John Friendas has started 9 posts and replied 27 times.

Quote from @Jay Hurst:
Quote from @John Friendas:
Quote from @Jay Hurst:
Quote from @John Friendas:
Quote from @Patrick Roberts:

If you are on the note or personally guarantee the debt, then it will affect the liability side of DTI, regardless of whether the lender reports the loan on your personal credit. You will be asked to disclose this during the application process, and not doing so is concealing a debt and would be fraud. Depending on the loan product, you may be able to exclude business debt once the business has paid the debt directly for 12 months.

The income and losses related to the operation of the entity will affect the income side of your DTI (like Jay explained) if you own 25% or more of the entity. The distributions and allocations on your K1 will dictate what is attributed to you.


 What would be the best way to go about it then? I make about 70k a year from my salaried job and my friend makes double that. I'm trying to make it so I'm on the deed/title and not the mortgage.

I know the income side would be effected with the dti I was just wanting the debt side not to be. The net rental income should be about 65% more than the mortgage.


If the above is true, the income will offset the debt in the DTI calculation, so who cares?
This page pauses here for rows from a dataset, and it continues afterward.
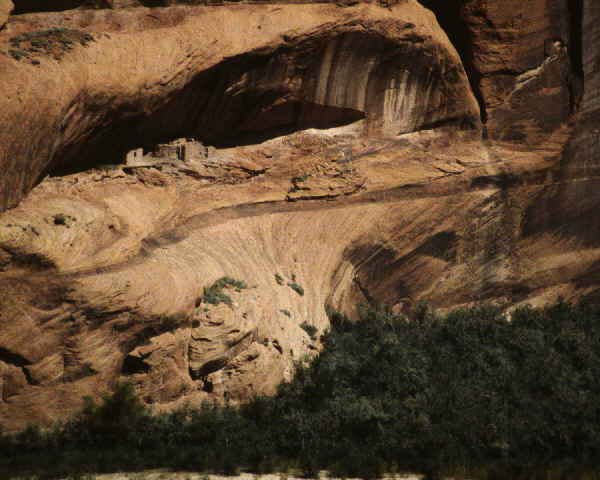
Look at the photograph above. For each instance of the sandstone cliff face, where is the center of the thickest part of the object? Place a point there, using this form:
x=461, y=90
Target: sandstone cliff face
x=350, y=164
x=6, y=6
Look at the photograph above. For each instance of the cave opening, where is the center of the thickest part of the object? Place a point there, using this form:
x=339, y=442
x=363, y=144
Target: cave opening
x=576, y=53
x=211, y=109
x=449, y=16
x=34, y=6
x=576, y=36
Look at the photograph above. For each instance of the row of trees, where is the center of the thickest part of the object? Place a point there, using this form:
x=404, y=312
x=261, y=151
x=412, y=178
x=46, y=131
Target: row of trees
x=469, y=392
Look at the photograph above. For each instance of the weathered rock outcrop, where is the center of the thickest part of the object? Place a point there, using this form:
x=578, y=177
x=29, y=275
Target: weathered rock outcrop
x=6, y=6
x=206, y=80
x=350, y=165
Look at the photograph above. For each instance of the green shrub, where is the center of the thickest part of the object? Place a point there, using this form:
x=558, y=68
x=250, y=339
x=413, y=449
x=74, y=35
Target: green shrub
x=18, y=54
x=297, y=288
x=215, y=294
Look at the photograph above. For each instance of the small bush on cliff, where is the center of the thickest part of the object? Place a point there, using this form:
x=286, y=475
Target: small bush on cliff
x=297, y=288
x=215, y=294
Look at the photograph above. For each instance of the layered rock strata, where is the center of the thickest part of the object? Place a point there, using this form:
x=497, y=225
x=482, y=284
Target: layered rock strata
x=347, y=163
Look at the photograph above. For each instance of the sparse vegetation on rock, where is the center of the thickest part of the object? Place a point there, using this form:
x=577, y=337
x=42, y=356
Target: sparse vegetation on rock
x=215, y=294
x=53, y=42
x=297, y=288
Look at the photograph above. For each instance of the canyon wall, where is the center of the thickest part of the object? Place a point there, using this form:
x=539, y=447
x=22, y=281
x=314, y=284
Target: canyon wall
x=352, y=153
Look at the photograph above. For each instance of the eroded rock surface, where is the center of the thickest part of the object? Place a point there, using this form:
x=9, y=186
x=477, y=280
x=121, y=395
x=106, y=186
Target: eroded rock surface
x=343, y=160
x=6, y=6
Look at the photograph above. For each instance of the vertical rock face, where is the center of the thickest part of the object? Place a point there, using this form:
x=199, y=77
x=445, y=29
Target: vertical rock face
x=584, y=150
x=520, y=54
x=346, y=163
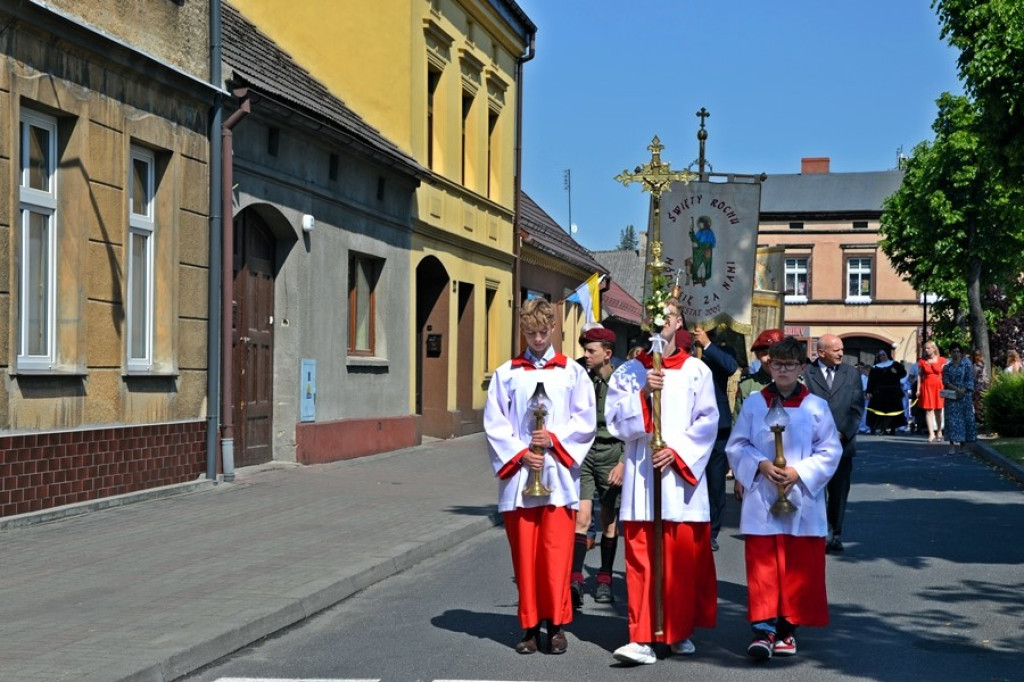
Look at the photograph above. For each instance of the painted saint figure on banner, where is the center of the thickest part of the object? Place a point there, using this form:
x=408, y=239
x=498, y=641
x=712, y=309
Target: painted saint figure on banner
x=704, y=249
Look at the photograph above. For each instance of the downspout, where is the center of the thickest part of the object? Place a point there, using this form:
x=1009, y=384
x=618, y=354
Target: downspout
x=213, y=300
x=227, y=287
x=516, y=219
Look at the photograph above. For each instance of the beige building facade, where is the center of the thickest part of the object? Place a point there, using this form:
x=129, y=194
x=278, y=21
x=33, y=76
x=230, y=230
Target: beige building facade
x=837, y=280
x=103, y=249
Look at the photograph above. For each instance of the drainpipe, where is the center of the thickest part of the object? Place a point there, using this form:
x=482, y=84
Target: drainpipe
x=227, y=287
x=213, y=305
x=516, y=222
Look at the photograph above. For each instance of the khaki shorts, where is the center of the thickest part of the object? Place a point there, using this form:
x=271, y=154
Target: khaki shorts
x=594, y=475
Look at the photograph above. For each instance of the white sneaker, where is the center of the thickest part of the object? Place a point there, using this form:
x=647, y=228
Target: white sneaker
x=683, y=648
x=636, y=653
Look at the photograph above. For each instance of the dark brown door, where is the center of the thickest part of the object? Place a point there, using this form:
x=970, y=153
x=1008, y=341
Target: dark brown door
x=253, y=336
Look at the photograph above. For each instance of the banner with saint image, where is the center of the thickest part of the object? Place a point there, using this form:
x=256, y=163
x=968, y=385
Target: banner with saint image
x=710, y=239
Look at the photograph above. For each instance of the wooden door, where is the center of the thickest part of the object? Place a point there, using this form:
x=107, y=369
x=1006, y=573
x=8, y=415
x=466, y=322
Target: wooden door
x=253, y=341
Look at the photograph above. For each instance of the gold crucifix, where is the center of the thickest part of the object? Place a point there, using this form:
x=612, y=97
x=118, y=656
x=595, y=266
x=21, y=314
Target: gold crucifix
x=655, y=178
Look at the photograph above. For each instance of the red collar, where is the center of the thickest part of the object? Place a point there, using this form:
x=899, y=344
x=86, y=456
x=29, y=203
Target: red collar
x=520, y=361
x=673, y=361
x=769, y=392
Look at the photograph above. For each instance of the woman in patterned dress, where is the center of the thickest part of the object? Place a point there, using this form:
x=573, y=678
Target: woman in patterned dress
x=957, y=375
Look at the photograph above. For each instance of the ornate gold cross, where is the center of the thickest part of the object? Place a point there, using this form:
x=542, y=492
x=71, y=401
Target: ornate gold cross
x=656, y=175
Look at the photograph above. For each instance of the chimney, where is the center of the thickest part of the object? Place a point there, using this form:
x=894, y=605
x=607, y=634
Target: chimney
x=814, y=165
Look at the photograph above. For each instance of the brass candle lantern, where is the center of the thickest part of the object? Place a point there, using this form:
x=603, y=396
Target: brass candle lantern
x=777, y=420
x=540, y=407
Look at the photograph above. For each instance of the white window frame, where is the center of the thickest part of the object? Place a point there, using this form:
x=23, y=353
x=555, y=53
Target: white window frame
x=39, y=202
x=139, y=355
x=861, y=273
x=796, y=270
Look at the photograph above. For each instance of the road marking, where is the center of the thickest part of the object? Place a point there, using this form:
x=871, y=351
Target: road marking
x=292, y=679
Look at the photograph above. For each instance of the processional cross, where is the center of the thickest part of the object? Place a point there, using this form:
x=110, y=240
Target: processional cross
x=655, y=177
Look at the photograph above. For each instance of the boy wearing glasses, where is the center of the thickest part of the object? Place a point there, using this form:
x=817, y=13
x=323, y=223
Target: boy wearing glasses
x=785, y=552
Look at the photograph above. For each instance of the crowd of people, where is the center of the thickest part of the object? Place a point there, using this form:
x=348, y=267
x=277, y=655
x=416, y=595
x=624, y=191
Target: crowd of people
x=642, y=449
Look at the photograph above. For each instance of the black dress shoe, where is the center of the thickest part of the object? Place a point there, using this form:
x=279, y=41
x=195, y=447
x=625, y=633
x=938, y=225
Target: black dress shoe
x=576, y=591
x=558, y=642
x=528, y=643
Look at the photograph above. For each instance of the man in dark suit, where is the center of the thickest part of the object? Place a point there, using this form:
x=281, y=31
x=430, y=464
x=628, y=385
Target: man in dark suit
x=840, y=384
x=722, y=363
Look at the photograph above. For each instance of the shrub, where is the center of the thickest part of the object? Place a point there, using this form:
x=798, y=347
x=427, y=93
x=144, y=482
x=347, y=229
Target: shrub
x=1005, y=405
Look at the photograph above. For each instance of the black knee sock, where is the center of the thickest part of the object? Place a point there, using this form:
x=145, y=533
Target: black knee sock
x=608, y=547
x=579, y=552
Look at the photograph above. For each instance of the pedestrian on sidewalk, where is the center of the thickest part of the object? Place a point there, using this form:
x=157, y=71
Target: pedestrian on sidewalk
x=689, y=423
x=600, y=474
x=957, y=376
x=722, y=363
x=929, y=385
x=885, y=394
x=839, y=384
x=785, y=553
x=540, y=529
 I would be thinking about future loans as I plan to do purchase another property soon after. Whereas he would be good with this for a while. What I'm aiming for are turnkey rentals and trying to max out the amount of conventional, lower interest loans.


again, the DTI income ratio will be IMPROVED if the property shows cash flow. Improved, not made worse. So, you are not at limiting your self when buying a new property. This is 100% the most misunderstood aspect of rental income.


I think I misunderstand DTI for rental incomes.

My DTI goes up with a cashflow positive rental ($2000 expense and $3,500 income). I used the 75% rule on the income and added it and my DTI without the rental goes from 24% to 38%.

Or does it just allow me to just take the net profit of that rental and add it to my rental?

As a person with an average salary, I was wondering what the maximum amount of DSCR loans a lender would give out would look like? I have one conventional mortgage and am looking for turnkey rentals, which there are many of in the midwest. How do I get to 5, 10, 20 properties with DSCR? And do they care if I do rent by the room strategies?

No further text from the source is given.